Con questo non stiamo dicendo che sia tutto da buttare. Nella comunità politica del Pd ci sono parlamentari di valore, dirigenti capaci, amministratori appassionati, militanti generosi. Ma se tutto questo vale solo il 20% dell’elettorato, se nemmeno lo spauracchio di Salvini riesce a riportare al seggio tutto l’astensionismo di sinistra, se nemmeno i decreti sicurezza e i tagli delle tasse ai ricchi riescono a ricompattare l’elettorato sul fronte opposto, se neppure il Pil che smette di crescere riesce a far crescere il consenso per l’opposizione, vuol dire che qualcosa che non funziona, perlomeno qualcosa, c’è. E non può essere solo colpa della Casaleggio, della Bestia leghista, o degli hacker russi, così come ieri non era solamente colpa delle tre televisioni del Cavalier Berlusconi.
State vicino alla gente che soffre, dice Di Battista. Ecco: quanti dirigenti del Pd c’erano ieri e l’altro ieri a Napoli insieme ai lavoratori della Whirlpool? Quanti sui siti delle altre 182 crisi industriali? Quanti davanti alle scuole che cadono a pezzi? Quanti davanti agli ambulatori senza medici e infermieri? Sono domande populiste, ma toccano il vero nervo scoperto di quella comunità politica che si chiama Partito Democratico: la sua incapacità di fare politica senza stare al governo.
Non è un caso che oggi il Pd sciorini rosari di successi – abbiamo David Sassoli alla presidenza del Parlamento Europeo, Paolo Gentiloni Commissario all'Economia, e siamo al governo in Italia – sebbene nessuno di loro abbia ancora dato segni della propria presenza, nei palazzi del potere. Per dire: Quota 100 non si toccherà per non far regali a Salvini, e i decreti sicurezza saranno cambiati il minimo indispensabile, per lo stesso motivo. Sia chiaro, tra il peggio e il meno peggio c’è tutta la differenza del mondo, ma se qualcuno pensasse che i dem siano andati al governo semplicemente perché senza governo non ci sanno stare faremmo fatica a confutarne la tesi.

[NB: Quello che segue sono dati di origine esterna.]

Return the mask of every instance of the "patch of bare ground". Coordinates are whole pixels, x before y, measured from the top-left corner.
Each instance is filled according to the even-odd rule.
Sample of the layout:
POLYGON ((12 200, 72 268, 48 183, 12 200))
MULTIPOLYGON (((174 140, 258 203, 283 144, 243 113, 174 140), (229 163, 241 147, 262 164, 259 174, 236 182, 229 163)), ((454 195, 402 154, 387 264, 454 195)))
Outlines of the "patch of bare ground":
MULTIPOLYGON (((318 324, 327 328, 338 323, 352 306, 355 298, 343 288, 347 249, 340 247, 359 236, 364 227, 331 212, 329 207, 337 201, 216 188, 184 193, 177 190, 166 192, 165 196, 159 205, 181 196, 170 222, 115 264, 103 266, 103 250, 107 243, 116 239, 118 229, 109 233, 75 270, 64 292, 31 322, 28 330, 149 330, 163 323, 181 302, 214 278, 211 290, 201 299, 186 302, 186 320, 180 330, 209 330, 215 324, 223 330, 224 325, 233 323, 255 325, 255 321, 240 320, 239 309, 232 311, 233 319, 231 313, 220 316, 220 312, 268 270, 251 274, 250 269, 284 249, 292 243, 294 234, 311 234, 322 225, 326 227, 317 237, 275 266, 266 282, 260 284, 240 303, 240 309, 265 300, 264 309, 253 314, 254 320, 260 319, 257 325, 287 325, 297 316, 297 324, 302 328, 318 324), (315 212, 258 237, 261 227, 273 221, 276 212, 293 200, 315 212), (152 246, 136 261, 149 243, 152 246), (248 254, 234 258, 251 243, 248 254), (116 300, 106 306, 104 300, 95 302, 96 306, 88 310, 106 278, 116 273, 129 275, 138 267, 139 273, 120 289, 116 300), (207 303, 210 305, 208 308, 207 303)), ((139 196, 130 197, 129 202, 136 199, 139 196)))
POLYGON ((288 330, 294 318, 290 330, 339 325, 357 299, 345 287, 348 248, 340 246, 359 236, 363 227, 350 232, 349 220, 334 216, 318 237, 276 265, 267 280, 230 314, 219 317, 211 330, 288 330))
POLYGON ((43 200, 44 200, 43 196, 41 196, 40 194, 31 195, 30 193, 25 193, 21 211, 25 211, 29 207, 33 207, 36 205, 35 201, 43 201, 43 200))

Va dato merito a Zingaretti di averlo detto più volte, in questi mesi da segretario, che il Pd deve tornare a essere forza sociale, che debba tornare a stare tra la gente, a essere periferia e margine senza doverci andare, a fare politica senza necessariamente essere un ufficio di collocamento per posti di sottogoverno per i militanti, a sapersi relazionare con le forze sociali – dai sindacati ai comitati di quartiere – senza complessi di superiorità, a fare opposizione senza dover per forza presentare leggi di bilancio ombra – addirittura due, lo scorso anno: una di Martina e una di Renzi – giusto per far finta di essere al governo.
Leggetevelo, Di Battista, cari democratici. Soprattutto perché non sta parlando con voi. Sta parlando coi suoi, e gli sta dicendo di non diventare come voi, di rifuggire dalla tentazione del potere per il potere attorno a cui anche il Movimento si sta pericolosamente avvitando. Saranno pure le parole di un guitto in cerca d’autore, come spesso lo rubricate, ma ascoltarle male non fa. Perché magari non siete così, cari democratici. Ma è così che vi vede chi vi ha abbandonato.